Michael Brinley

Photo of Michael Brinley
Instructor, Penn LPS Online

Michael Brinley is a PhD candidate at the University of Pennsylvania working on 20th century Russian and Soviet history. His dissertation, titled "Model Cities and Mobilized Citizens: Contesting Soviet Urban Growth in the Era of Developed Socialism, 1957-1985” tracks the evolution of Soviet city planning institutions in the postwar decades during a period of industrialized mass housing construction, a period when Soviet city planners and architects were given a central role in the laboratory of social development during the last decades of rapid urbanization. His research focuses on questions of  citizenship, state formation, techno-politics, and expertise in the final years of rapid urbanization and it contributes to a growing understanding of Soviet socialist world-making projects and their legacies in the 21st century.

He has a forthcoming article in the Journal of the History of Ideas on the late career of structuralist linguist Roman Jakobson, during a period of frequent travel back to the Eastern bloc in the 1950s and 60s and the complicated relationship between his life and thought in a Cold War context.

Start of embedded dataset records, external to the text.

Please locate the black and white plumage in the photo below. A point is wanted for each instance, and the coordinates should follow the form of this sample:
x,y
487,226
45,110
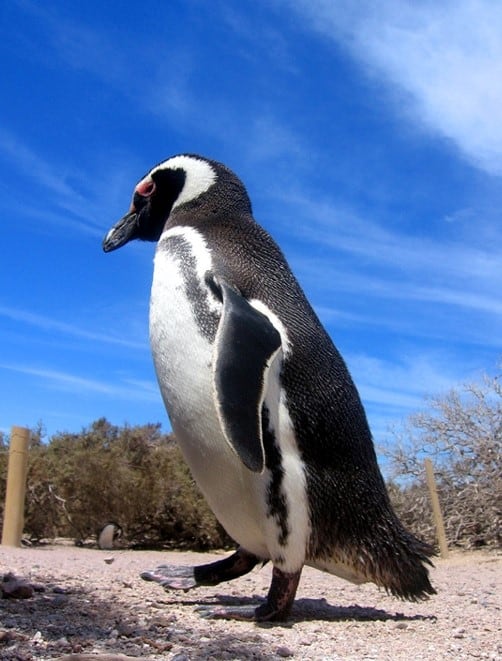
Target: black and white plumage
x,y
260,400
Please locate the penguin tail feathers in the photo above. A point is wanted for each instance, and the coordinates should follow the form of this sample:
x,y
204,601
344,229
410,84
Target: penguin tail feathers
x,y
405,574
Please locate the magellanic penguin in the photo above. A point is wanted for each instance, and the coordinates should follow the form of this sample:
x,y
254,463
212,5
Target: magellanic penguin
x,y
260,401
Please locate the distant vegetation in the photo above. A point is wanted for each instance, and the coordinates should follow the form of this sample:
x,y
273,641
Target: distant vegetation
x,y
462,433
136,476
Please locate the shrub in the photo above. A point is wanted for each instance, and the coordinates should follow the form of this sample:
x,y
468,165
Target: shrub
x,y
462,434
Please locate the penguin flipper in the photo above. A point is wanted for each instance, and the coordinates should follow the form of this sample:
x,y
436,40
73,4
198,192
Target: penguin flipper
x,y
246,343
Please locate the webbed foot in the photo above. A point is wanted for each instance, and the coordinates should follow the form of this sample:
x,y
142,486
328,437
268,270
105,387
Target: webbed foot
x,y
186,577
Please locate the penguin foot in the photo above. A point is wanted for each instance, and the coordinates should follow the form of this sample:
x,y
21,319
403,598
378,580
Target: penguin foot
x,y
186,577
277,607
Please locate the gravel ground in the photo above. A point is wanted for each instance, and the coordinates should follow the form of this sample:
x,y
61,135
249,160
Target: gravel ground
x,y
92,604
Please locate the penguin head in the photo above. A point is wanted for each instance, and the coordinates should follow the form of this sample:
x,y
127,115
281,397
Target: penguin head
x,y
182,183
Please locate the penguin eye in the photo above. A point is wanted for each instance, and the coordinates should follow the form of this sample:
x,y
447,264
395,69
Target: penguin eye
x,y
145,188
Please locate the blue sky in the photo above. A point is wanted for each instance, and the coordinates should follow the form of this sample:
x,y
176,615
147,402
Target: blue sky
x,y
367,133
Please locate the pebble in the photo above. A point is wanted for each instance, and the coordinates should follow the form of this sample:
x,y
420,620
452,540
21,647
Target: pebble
x,y
284,651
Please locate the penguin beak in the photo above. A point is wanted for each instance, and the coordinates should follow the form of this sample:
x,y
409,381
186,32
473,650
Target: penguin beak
x,y
122,232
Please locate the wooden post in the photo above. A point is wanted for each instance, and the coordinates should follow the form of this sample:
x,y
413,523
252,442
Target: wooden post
x,y
436,509
13,518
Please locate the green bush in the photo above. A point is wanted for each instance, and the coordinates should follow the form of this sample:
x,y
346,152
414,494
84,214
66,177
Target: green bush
x,y
134,476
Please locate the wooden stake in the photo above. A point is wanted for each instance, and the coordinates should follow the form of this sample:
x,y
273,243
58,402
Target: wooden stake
x,y
13,520
436,509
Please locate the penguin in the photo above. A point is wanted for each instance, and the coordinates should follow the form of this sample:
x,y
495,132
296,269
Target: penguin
x,y
261,402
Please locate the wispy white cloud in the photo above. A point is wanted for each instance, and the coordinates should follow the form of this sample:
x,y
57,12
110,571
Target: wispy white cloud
x,y
53,325
63,203
392,264
132,390
442,57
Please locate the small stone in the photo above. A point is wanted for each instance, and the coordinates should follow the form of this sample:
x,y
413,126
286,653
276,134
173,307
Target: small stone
x,y
284,651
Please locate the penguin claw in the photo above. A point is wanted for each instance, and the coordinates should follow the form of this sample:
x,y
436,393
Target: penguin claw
x,y
246,613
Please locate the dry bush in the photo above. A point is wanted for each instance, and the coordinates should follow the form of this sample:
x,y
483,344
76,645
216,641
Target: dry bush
x,y
134,476
462,434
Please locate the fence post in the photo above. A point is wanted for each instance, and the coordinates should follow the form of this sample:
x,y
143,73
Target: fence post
x,y
13,519
436,509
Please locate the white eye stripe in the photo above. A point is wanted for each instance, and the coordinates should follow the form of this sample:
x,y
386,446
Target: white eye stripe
x,y
200,176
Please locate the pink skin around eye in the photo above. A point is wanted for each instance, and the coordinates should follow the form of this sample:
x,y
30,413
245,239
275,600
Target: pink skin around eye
x,y
145,188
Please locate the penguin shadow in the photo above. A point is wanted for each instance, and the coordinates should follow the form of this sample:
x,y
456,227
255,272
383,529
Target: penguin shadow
x,y
308,610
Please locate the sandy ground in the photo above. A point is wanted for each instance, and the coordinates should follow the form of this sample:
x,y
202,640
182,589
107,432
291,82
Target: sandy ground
x,y
92,604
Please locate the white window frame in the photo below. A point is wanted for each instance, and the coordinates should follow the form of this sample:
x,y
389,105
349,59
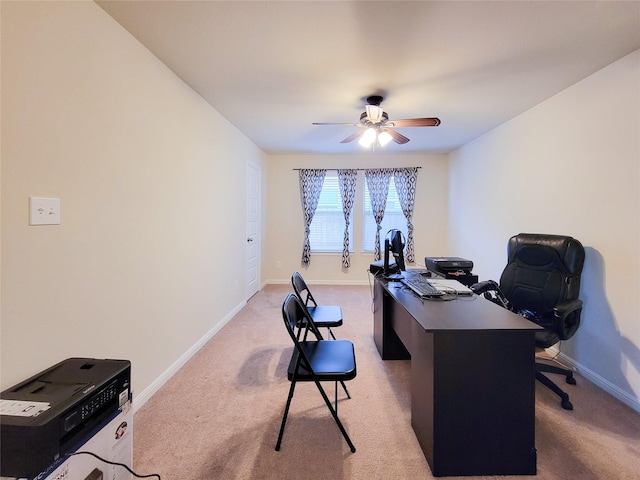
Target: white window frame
x,y
327,227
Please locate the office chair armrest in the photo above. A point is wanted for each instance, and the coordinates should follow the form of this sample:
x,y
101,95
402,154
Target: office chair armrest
x,y
567,318
486,286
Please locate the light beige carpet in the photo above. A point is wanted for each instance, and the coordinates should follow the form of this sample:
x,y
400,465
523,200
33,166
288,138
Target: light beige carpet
x,y
218,417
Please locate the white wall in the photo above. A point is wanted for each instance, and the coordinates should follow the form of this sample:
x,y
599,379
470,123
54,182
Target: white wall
x,y
568,166
148,175
285,231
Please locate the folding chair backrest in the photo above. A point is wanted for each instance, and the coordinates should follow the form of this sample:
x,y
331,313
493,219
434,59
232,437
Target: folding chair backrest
x,y
297,320
302,290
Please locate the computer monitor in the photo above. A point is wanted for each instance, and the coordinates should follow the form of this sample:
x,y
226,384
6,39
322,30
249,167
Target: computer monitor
x,y
394,243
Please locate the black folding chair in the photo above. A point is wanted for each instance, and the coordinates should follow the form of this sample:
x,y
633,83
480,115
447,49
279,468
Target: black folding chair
x,y
315,360
324,316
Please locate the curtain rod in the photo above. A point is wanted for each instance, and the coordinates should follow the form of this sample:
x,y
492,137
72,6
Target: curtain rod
x,y
377,168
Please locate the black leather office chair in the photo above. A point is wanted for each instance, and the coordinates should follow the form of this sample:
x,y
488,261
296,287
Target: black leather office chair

Additionally, he is working on a project about late imperial Russian historiography and professionalization, illuminated through the case of the Feodor Kuz'mich legend, which posited that Tsar Alexander I had faked his death in 1825 and gone into hermitage in a remote Siberian gold mining community. Russian historians took up the political challenges of this legend in ways that reflected their own disciplinary preoccupations and that help to highlight the moral dilemmas faced by those attempting to establish "what really happened" for a growing audience of readers in a society racked by revolutionary upheavals.